Using a bathroom scale to measure your weight is valid. If your scale is like many commonly used ones, however, the measurement may not be very accurate. It measures weight, but it may not give the true weight. Let’s say that originally your scale always read 3 pounds too high, so
measured weight = true weight + 3 pounds
172
If that is the whole story, the scale will always give the same reading for the same true weight. Most scales vary a bit—they don’t always give the same reading when you step off and step right back on. Your scale now is somewhat old and rusty. It still always reads 3 pounds too high because its aim is off, but now it is also erratic, so readings deviate from 3 pounds. This morning it sticks a bit and reads 1 pound too low for that reason. So the reading is
measured weight = true weight + 3 pounds − 1 pound
When you step off and step right back on, the scale sticks in a different spot that makes it read 1 pound too high. The reading you get is now
measured weight = true weight + 3 pounds + 1 pound
You don’t like the fact that this second reading is higher than the first, so you again step off and step right back on. The scale again sticks in a different spot and you get the reading
measured weight = true weight + 3 pounds − 1.5 pounds
If you have nothing better to do than keep stepping on and off the scale, you will keep getting different readings. They center on a reading 3 pounds too high, but they vary about that center.
Your scale has two kinds of errors. If it didn’t stick, the scale would always read 3 pounds high. That is true every time anyone steps on the scale. This systematic error that occurs every time we make a measurement is called bias. Your scale also sticks—but how much this changes the reading differs every time someone steps on the scale. Sometimes stickiness pushes the scale reading up; sometimes it pulls it down. The result is that the scale weighs 3 pounds too high on the average, but its reading varies when we weigh the same thing repeatedly. We can’t predict the error due to stickiness, so we call it random error.
Errors in measurement
We can think about errors in measurement this way:
measured value = true value + bias + random error
A measurement process has bias if it systematically tends to overstate or understate the true value of the property it measures.
A measurement process has random error if repeated measurements on the same individual give different results. If the random error is small, we say the measurement is reliable.
173
To determine if the random error is small, we can use a quantity called the variance. The variance of n repeated measurements on the same individual is computed as follows:
1. Find the arithmetic average of these n measurements.
2. Compute the difference between each observation and the arithmetic average and square each of these differences.
3. Average the squared differences by dividing their sum by n − 1. This average squared difference is the variance.

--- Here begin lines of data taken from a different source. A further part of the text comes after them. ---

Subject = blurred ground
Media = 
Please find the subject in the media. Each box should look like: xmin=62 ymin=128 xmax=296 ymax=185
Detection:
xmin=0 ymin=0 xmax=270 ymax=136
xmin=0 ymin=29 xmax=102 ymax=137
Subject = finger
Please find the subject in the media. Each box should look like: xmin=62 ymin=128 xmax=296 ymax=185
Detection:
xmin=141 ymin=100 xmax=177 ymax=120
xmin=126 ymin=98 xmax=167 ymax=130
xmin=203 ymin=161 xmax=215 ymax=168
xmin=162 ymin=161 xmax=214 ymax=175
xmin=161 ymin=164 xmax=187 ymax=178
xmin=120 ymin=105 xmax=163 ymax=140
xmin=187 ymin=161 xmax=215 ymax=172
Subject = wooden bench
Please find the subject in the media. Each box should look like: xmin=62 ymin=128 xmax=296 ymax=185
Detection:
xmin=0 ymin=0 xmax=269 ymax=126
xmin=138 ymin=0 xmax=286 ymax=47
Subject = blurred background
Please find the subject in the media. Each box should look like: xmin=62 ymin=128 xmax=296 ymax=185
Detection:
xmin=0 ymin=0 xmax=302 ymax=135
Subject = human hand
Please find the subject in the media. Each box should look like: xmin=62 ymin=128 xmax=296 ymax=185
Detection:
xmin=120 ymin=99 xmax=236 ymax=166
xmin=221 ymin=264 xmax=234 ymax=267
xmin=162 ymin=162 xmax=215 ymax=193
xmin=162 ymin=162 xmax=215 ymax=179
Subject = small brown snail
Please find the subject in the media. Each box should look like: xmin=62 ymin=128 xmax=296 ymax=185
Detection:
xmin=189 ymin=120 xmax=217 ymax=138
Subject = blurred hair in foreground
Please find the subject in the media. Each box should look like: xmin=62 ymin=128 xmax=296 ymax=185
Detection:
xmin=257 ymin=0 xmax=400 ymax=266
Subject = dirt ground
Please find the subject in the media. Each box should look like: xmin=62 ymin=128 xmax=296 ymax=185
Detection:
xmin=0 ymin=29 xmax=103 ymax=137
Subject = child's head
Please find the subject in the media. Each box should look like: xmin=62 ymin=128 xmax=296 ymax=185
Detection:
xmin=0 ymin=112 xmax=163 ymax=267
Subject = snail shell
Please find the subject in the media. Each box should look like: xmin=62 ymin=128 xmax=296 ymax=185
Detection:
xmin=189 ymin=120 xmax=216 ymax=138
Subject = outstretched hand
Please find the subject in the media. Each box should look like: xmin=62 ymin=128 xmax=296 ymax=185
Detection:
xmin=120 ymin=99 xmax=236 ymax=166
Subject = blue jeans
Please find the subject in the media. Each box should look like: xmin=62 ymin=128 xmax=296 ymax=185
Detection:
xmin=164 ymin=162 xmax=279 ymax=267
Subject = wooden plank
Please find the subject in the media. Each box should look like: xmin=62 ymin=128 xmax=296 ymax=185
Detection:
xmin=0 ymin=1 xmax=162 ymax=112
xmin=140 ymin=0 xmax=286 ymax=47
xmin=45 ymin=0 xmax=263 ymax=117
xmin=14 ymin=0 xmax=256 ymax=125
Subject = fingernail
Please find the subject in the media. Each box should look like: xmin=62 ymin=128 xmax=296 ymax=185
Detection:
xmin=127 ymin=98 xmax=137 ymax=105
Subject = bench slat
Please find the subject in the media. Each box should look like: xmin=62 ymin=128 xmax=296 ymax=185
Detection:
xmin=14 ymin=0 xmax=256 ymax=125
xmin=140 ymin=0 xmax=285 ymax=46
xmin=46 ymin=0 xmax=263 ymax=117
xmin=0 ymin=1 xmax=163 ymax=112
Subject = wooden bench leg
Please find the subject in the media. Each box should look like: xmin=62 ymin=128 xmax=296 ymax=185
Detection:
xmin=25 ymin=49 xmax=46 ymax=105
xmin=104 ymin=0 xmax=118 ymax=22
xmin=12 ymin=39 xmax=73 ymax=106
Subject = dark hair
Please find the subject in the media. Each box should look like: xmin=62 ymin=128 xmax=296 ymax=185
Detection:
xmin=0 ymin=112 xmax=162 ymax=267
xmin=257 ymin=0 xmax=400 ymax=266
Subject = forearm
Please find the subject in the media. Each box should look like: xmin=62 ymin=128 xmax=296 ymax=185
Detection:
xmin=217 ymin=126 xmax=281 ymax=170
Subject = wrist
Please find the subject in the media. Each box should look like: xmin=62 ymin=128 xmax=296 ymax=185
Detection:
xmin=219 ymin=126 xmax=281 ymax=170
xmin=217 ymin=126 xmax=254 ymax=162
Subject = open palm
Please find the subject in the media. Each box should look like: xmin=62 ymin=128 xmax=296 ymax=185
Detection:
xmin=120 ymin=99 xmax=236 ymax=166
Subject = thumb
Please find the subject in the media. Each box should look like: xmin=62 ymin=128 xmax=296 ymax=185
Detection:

A reliable measurement process will have a small variance.
For the three measurements on our sticky scale, suppose that our true weight is 130 pounds. Then the three measurements are
130 + 3 − 1 = 132 pounds
130 + 3 + 1 = 134 pounds
130 + 3 − 1.5 = 131.5 pounds
The average of these three measurements is
(132 + 134 + 131.5)/3 = 397.5/3 = 132.5 pounds
The differences between each measurement and the average are
132 − 132.5 = −0.5
134 − 132.5 = 1.5
131.5 − 132.5 = −1
The sum of the squares of these differences is
(−0.5)2 + (1.5)2 + (−1)2 = 0.25 + 2.25 + 1 = 3.5
and so the variance of these random errors is
3.5/(3 − 1) = 1.75
In the text box, we said that a reliable measurement process will have a small variance. In this example, the variance of 1.75 is quite small relative to the actual weights, so it appears that the measurement process using this scale is reliable.

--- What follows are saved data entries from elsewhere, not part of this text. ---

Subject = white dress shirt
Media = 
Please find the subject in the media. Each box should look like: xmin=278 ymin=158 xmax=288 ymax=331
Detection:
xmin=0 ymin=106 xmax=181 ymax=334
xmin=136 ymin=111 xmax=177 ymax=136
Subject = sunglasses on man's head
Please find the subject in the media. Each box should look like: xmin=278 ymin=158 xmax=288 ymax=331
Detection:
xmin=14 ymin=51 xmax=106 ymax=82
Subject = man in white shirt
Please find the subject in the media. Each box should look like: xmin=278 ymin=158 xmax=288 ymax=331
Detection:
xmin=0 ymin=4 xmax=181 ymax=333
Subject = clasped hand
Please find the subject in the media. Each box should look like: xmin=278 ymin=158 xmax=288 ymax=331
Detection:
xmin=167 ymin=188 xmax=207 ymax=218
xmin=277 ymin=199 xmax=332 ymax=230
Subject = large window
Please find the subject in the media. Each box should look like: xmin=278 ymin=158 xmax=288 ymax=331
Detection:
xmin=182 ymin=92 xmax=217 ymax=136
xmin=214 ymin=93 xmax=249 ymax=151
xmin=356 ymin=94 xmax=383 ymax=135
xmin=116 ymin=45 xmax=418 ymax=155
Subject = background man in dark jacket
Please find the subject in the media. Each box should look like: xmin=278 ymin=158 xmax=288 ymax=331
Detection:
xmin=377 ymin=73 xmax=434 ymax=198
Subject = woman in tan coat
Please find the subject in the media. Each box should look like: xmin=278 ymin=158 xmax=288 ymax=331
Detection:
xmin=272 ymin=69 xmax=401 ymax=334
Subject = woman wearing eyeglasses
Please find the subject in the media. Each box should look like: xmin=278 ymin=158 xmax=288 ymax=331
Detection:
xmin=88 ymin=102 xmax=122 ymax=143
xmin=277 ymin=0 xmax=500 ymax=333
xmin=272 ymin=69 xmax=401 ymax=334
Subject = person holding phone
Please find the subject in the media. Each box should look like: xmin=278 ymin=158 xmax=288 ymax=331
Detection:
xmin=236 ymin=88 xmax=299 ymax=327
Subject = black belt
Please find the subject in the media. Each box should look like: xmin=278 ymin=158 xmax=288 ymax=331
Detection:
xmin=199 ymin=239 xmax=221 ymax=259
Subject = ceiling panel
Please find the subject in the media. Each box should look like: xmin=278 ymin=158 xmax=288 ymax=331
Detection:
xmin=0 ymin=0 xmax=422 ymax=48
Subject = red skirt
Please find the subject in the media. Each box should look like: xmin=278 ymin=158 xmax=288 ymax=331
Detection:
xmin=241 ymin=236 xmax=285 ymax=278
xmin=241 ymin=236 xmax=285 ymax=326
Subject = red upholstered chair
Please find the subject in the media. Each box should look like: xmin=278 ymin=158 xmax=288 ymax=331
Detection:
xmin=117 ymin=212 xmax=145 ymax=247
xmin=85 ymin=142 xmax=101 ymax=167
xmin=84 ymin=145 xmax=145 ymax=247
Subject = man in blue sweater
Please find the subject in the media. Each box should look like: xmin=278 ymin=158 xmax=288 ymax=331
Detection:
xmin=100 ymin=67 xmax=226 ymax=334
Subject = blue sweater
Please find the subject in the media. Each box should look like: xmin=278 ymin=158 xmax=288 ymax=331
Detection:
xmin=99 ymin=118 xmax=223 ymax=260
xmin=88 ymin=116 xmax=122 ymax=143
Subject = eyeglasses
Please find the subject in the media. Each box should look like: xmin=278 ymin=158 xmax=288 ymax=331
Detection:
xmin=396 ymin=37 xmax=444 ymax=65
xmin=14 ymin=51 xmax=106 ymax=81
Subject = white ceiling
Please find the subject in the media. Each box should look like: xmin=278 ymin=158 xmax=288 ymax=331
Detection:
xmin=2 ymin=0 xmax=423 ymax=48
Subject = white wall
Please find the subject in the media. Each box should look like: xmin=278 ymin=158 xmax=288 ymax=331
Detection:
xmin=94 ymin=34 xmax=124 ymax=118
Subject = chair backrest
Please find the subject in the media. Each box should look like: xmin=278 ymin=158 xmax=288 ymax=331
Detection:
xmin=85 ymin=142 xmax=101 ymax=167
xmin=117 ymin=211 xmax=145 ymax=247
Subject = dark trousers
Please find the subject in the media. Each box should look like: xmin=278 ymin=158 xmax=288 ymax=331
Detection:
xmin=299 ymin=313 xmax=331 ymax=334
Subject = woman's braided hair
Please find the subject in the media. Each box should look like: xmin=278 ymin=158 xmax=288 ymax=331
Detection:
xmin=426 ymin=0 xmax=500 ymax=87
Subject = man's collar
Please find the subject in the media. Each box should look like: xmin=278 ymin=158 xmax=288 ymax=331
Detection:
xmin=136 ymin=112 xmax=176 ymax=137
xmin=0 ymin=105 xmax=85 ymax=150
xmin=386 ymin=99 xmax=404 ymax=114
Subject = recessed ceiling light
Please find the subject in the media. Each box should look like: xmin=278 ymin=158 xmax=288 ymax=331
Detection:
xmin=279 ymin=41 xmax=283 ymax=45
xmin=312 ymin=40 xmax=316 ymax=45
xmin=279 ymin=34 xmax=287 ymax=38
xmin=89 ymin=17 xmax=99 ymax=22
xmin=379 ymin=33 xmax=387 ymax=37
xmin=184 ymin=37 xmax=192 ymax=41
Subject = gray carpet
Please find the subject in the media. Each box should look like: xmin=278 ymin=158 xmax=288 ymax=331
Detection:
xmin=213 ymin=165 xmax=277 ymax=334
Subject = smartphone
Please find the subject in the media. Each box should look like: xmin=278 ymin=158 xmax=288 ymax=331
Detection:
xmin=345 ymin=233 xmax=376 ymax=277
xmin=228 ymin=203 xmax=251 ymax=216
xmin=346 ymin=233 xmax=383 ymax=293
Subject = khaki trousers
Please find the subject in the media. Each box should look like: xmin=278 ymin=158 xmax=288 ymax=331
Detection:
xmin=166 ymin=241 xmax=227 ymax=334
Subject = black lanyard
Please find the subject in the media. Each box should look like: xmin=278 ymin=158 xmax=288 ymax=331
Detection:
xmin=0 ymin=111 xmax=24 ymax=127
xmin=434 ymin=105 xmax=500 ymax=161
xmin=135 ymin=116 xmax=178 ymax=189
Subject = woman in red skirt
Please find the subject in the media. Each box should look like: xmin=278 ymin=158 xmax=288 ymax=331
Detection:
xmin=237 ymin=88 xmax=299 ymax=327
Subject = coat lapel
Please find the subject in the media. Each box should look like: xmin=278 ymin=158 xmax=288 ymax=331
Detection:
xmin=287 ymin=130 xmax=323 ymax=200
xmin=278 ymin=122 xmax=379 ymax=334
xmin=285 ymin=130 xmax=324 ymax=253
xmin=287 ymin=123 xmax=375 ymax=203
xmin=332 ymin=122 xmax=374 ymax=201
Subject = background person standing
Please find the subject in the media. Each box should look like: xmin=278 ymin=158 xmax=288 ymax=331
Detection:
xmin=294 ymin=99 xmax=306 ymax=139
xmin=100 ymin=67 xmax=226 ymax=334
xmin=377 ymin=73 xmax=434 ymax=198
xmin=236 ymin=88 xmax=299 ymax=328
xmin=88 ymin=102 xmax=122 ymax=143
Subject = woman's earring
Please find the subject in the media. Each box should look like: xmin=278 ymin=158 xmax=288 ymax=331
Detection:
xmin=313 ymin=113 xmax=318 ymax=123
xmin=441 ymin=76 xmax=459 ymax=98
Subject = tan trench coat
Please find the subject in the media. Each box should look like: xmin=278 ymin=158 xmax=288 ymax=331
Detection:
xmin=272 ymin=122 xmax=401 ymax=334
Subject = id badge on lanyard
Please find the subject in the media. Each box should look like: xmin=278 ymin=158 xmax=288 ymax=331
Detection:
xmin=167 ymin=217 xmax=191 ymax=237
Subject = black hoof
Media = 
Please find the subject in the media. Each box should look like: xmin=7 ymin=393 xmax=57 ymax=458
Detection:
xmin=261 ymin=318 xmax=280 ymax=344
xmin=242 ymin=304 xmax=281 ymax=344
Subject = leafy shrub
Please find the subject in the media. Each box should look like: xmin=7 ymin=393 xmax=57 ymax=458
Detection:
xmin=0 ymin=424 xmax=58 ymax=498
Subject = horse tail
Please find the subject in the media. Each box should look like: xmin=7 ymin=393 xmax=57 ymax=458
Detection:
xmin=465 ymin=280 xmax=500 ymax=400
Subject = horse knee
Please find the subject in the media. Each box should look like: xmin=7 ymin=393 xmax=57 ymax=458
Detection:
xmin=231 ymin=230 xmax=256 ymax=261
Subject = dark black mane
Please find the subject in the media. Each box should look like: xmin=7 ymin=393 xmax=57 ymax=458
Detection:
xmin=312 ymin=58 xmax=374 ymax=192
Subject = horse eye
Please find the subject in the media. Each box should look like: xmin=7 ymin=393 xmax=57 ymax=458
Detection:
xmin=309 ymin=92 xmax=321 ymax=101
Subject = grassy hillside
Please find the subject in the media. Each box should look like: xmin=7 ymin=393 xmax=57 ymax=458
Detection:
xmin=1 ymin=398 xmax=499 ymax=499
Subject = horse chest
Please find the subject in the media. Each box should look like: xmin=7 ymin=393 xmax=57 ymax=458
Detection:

A scale that always reads the same when it weighs the same item is perfectly reliable even if it is biased. For such a scale, the variance of the measurements will be 0.

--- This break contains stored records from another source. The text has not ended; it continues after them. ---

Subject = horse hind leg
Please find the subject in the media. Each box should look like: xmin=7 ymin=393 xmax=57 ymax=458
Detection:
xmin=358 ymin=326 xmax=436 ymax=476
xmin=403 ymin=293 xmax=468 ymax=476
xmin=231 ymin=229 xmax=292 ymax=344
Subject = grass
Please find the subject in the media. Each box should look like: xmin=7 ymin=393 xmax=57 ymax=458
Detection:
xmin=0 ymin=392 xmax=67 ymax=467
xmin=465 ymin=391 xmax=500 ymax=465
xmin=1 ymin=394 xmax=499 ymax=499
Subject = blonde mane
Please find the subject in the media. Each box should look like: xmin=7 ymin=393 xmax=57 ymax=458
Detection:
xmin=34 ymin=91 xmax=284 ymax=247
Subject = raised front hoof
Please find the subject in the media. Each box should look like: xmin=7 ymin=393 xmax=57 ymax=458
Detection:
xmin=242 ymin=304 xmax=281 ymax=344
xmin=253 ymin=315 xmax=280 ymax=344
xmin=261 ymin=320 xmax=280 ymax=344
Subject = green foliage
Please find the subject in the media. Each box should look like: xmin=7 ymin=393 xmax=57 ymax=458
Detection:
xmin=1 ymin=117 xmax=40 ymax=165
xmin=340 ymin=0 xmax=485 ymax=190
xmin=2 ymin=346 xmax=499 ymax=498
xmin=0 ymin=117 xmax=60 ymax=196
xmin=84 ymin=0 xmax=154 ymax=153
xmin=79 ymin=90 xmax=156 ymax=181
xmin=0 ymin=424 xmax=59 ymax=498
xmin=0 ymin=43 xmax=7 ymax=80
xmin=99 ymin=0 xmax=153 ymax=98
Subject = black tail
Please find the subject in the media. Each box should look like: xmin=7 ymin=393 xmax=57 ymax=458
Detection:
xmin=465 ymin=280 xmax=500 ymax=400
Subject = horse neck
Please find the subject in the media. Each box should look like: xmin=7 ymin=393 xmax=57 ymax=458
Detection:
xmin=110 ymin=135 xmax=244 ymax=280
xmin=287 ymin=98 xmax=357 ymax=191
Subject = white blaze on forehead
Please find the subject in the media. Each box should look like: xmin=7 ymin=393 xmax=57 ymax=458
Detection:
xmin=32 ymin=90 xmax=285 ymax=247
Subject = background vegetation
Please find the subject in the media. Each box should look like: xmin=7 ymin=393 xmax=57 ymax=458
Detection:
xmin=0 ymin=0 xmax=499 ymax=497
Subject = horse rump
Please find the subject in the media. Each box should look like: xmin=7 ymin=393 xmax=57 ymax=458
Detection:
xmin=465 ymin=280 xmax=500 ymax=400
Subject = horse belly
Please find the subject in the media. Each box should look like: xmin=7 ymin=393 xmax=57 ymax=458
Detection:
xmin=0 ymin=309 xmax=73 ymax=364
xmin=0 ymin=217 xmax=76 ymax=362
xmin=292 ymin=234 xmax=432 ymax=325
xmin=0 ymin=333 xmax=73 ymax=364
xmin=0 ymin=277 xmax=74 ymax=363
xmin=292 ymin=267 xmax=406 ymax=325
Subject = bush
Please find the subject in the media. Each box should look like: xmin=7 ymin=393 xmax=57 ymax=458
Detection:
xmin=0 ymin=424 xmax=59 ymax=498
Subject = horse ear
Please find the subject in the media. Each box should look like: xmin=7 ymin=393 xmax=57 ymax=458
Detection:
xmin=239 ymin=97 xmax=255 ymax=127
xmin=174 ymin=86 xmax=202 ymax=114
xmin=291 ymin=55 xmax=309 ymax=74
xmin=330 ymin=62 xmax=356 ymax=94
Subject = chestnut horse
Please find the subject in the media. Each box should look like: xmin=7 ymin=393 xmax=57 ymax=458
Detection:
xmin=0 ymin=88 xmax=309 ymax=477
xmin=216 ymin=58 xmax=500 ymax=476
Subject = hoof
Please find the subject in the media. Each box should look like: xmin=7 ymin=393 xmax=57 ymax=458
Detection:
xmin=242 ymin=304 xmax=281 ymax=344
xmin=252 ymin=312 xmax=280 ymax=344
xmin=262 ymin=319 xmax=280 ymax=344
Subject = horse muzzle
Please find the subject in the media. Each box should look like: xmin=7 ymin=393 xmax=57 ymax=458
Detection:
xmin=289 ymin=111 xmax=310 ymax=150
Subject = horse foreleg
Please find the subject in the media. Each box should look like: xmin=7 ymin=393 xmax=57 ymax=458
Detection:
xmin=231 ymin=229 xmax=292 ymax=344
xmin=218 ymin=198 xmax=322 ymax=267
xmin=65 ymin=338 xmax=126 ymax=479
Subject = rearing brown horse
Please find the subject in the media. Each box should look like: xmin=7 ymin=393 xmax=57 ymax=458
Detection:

Reliability says only that the result is dependable. Bias means that in repeated measurements the tendency is to systematically either overstate or understate the true value. It does not necessarily mean that every measurement overstates or understates the true value. Bias and lack of reliability are different kinds of error. And don’t confuse reliability with validity just because both sound like good qualities. Using a scale to measure weight is valid even if the scale is not reliable.
174
Here’s an example of a measurement that is reliable but not valid.
EXAMPLE 8 Do big skulls house smart brains?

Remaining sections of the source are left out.